Le Nanodac, c’est la rencontre entre deux mondes : celui de l’enregistrement et de la régulation », annonce Xavier Picavet, directeur général d’Eurotherm Automation. Lancé sur le marché par la division Eurotherm d’Invensys Operations Management, cet appareil combine, dans le même boîtier, des capacités de régulation et des fonctionnalités d’acquisition, de visualisation et de sauvegarde de signaux. Cerise sur le gâteau : sa compacité. En effet, cette combinaison de fonctions ne se fait pas au détriment de la taille de cet instrument. Ce qui lui vaut le préfixe Nano. Sa face avant face de 96x96 mm (1/4 DIN) et sa profondeur de 90 mm répondent aux exigences des fabricants d’équipements industriels. Ces derniers pourront profiter de sa compacité pour réduire la taille de leurs armoires électriques ou de leurs machines. « En installant un Nanodac à la place de notre enregistreur 6100A et de notre régulateur 3204, le gain de place est de 4622 cm3 en volume et de 206 cm2 de surface en face avant», assure Sébastien Girard, directeur commercial d’Eurotherm Automation. Le recours à un seul appareil au lieu de deux pour la régulation et l’enregistrement réduit également les coûts d’ingénierie et d’intégration. Il n’y a qu’un seul produit à installer et un seul plan de câblage à réaliser. De plus, pour faciliter la gestion de stock et les opérations de maintenance, le Nanodac ne se décline pas en divers modèles et n’offre pas une multitude d’options. Il existe en seulement deux versions : un enregistreur vendu 750 euros et un enregistreur/régulateur au prix de 815 euros. Il est toutefois possible d’acquérir l’enregistreur et de lui ajouter ultérieurement la fonction de régulation. Deux boucles indépendantes de régulation (on/off, PID ou PV) peuvent être prises en charge par l’appareil qui offre 4 entrées universelles (thermocouple, capteur de température à résistance, courant, et tension), 1 entrée/sortie logique, 2 entrées logiques (contact sec), 2 alarmes par voies, 4 sorties relais (dont 2 avec commun partagé), un port USB et une interface Ethernet.

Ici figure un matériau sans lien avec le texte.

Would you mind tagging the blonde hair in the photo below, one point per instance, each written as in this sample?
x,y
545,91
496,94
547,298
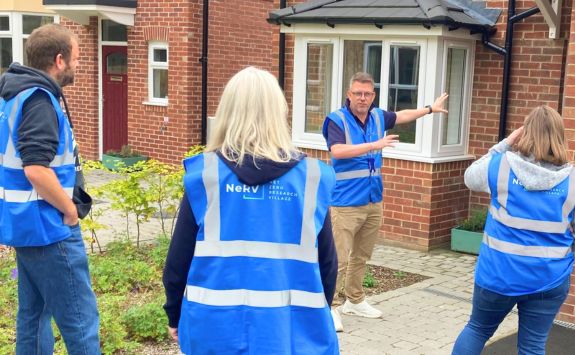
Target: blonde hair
x,y
252,119
543,136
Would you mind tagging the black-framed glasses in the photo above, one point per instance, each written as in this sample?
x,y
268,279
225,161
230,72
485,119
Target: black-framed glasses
x,y
366,94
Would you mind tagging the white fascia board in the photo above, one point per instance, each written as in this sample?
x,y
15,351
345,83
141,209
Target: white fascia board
x,y
81,13
551,12
371,30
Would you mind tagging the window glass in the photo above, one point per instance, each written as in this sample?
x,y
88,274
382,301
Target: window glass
x,y
4,23
318,85
114,32
31,22
160,55
117,63
403,87
160,83
5,54
455,83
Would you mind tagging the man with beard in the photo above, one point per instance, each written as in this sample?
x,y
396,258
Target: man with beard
x,y
42,197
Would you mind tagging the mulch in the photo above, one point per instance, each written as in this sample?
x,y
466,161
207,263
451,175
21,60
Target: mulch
x,y
387,279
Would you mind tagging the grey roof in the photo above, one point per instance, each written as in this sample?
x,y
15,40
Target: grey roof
x,y
454,13
116,3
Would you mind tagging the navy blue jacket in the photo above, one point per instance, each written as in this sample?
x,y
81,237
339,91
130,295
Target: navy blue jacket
x,y
183,242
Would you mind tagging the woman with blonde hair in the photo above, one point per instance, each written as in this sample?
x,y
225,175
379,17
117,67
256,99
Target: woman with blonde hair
x,y
525,258
252,265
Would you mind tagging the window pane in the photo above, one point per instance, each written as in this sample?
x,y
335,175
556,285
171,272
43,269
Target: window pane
x,y
455,83
361,56
404,65
160,55
160,83
25,55
31,22
5,54
117,63
403,87
4,23
318,85
114,32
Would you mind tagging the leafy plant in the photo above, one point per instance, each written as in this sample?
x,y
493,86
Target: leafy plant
x,y
399,274
369,279
146,321
126,151
476,220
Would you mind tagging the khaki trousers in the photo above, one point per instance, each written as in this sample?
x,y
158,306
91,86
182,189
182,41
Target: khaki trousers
x,y
355,230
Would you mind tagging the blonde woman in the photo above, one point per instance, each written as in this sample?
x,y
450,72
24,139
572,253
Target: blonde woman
x,y
252,262
526,256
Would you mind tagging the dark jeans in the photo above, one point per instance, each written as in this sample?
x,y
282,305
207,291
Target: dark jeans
x,y
536,314
54,281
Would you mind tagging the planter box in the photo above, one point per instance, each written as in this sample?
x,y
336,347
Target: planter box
x,y
114,163
466,241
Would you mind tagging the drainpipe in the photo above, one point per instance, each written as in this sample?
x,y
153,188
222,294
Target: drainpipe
x,y
204,61
512,18
281,62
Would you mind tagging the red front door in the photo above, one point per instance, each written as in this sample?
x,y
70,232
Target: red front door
x,y
115,92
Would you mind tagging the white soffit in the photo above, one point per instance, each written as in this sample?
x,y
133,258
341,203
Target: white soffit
x,y
81,13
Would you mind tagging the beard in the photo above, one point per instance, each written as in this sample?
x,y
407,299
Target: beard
x,y
66,77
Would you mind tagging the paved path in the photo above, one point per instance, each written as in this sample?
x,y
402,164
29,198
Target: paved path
x,y
424,318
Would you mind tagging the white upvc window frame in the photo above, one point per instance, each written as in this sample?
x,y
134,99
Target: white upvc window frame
x,y
433,60
153,45
300,137
461,147
417,146
15,31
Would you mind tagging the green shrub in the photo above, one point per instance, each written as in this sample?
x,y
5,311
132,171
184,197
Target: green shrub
x,y
147,321
368,279
476,220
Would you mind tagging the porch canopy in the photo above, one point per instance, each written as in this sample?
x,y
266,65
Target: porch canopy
x,y
454,14
80,11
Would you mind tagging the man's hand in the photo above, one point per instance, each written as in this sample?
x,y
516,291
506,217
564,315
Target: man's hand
x,y
437,105
173,333
71,219
387,141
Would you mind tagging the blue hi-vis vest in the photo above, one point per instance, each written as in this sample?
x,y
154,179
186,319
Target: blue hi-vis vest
x,y
527,242
25,218
254,285
358,183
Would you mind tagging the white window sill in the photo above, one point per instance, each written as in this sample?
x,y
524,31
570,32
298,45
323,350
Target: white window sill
x,y
422,159
155,103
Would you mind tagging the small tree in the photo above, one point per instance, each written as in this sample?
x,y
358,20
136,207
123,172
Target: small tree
x,y
129,196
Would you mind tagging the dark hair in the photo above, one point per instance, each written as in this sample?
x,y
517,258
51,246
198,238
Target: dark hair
x,y
45,43
362,77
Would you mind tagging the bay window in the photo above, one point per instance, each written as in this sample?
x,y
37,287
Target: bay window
x,y
409,73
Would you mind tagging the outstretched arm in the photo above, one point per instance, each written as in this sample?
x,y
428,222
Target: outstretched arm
x,y
406,116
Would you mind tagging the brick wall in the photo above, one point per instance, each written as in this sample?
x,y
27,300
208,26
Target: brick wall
x,y
536,77
178,23
82,96
239,36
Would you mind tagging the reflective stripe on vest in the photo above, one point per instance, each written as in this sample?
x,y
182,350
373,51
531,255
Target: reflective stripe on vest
x,y
525,250
346,175
11,160
26,196
213,246
502,216
253,298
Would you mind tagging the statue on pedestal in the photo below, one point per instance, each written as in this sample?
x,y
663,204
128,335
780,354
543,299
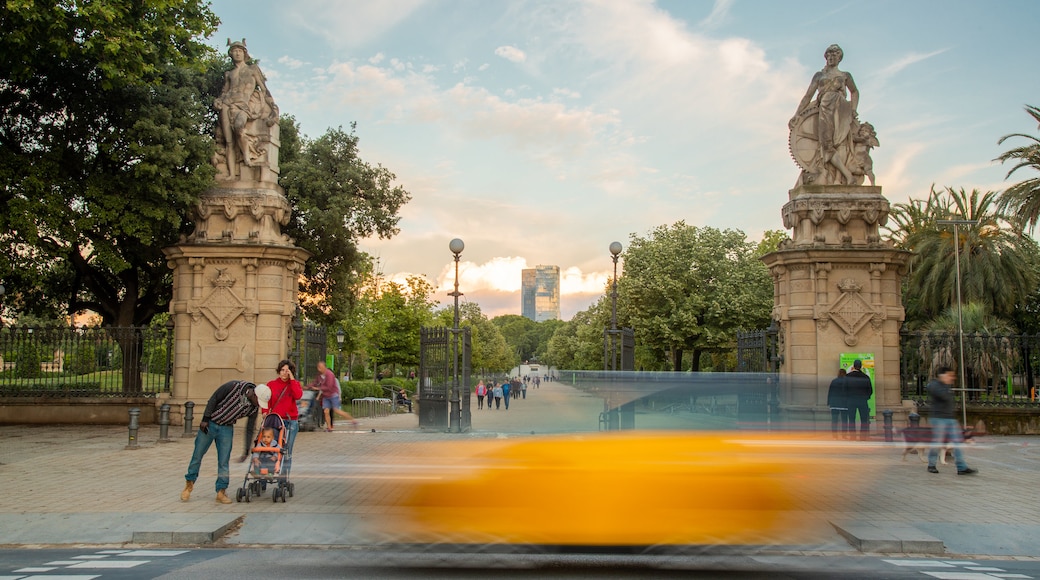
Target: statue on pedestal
x,y
249,116
827,139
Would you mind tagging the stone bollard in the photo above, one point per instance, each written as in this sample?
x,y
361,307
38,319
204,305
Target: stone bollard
x,y
188,417
134,414
164,423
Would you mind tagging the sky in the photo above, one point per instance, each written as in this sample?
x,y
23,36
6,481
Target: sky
x,y
540,131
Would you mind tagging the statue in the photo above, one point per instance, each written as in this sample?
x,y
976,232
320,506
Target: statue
x,y
827,139
249,117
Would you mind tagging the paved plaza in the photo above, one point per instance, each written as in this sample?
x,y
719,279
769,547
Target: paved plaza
x,y
80,485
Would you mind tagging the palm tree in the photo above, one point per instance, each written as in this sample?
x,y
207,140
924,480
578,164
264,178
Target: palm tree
x,y
996,259
989,352
1022,199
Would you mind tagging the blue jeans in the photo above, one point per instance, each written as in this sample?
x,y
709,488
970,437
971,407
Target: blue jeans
x,y
943,430
224,437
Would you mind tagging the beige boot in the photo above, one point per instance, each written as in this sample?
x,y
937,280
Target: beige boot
x,y
186,494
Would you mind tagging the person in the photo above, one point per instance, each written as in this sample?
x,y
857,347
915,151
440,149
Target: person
x,y
403,399
498,391
944,427
327,384
264,462
244,98
482,390
858,392
230,402
285,391
837,400
837,114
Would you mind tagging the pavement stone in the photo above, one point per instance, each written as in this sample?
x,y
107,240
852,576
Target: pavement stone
x,y
79,484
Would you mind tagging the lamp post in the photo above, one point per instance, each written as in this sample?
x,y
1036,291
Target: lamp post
x,y
613,364
960,320
455,413
340,336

Les signaux d’entrées sont échantillonnés sur 16 bits et enregistrés en parallèle à la cadence maximale de 125 ms. « La précision des entrées est meilleure que 0,1 % de la mesure. Ce qui est indispensable notamment pour les applications certifiées Nadcap dans le domaine de l’aéronautique », assure Sébastien Girard. Mais outre ces 4 valeurs d’entrées, il est possible de réaliser divers traitements et calculs sur ces voies pour ainsi obtenir 14 voies virtuelles.
Communication Ethernet
L’utilisateur choisit ses valeurs et sous quelles formes il souhaite les visualiser : courbes de tendances défilant horizontalement ou verticalement, bargraphes horizontaux ou verticaux, valeurs numériques, états des alarmes et des boucles de régulation. Ainsi, il suit l’évolution d’un groupe de six variables au choix depuis l’afficheur couleur TFT de 3,5 pouces (8,89 cm de diagonale) et de 320x240 pixels de résolution. Vu la compacité de l’appareil, il n’était guère possible de le doter d’un écran plus large, mais il faut reconnaître que celui-ci offre une belle qualité d’affichage et la possibilité de surveiller les paramètres du procédé sous différents angles.
Les 18 variables sont enregistrées sur une mémoire flash interne de 50Mo de capacité. Les données peuvent également être transférées sur une clé de sauvegarde amovible via le port USB disponible à l’arrière de l’appareil. Elles peuvent également être transmises automatiquement vers un serveur FTP prédéfini via son interface Ethernet (Modbus TCP/IP esclave, FTP, DHCP pour l’adressage réseau). « L’archivage des données peut être planifié par l’utilisateur, effectué à sa demande ou réalisé automatiquement sur déclenchement externe par exemple. Les données peuvent aussi être envoyées à période déterminée par l’utilisateur vers un serveur FTP ou être rapatriées à la demande du serveur qui l’interroge », explique Sébastien Girard.
Quatre touches en face avant autorisent la navigation dans les menus de configuration et le choix des vues du procédé. Mais le Nanodac est aussi fourni avec le logiciel iTools qui rend possible la configuration hors connexion. Des configurations peuvent être créées à l’aide de l’éditeur graphique, clonées et envoyées dans l’appareil.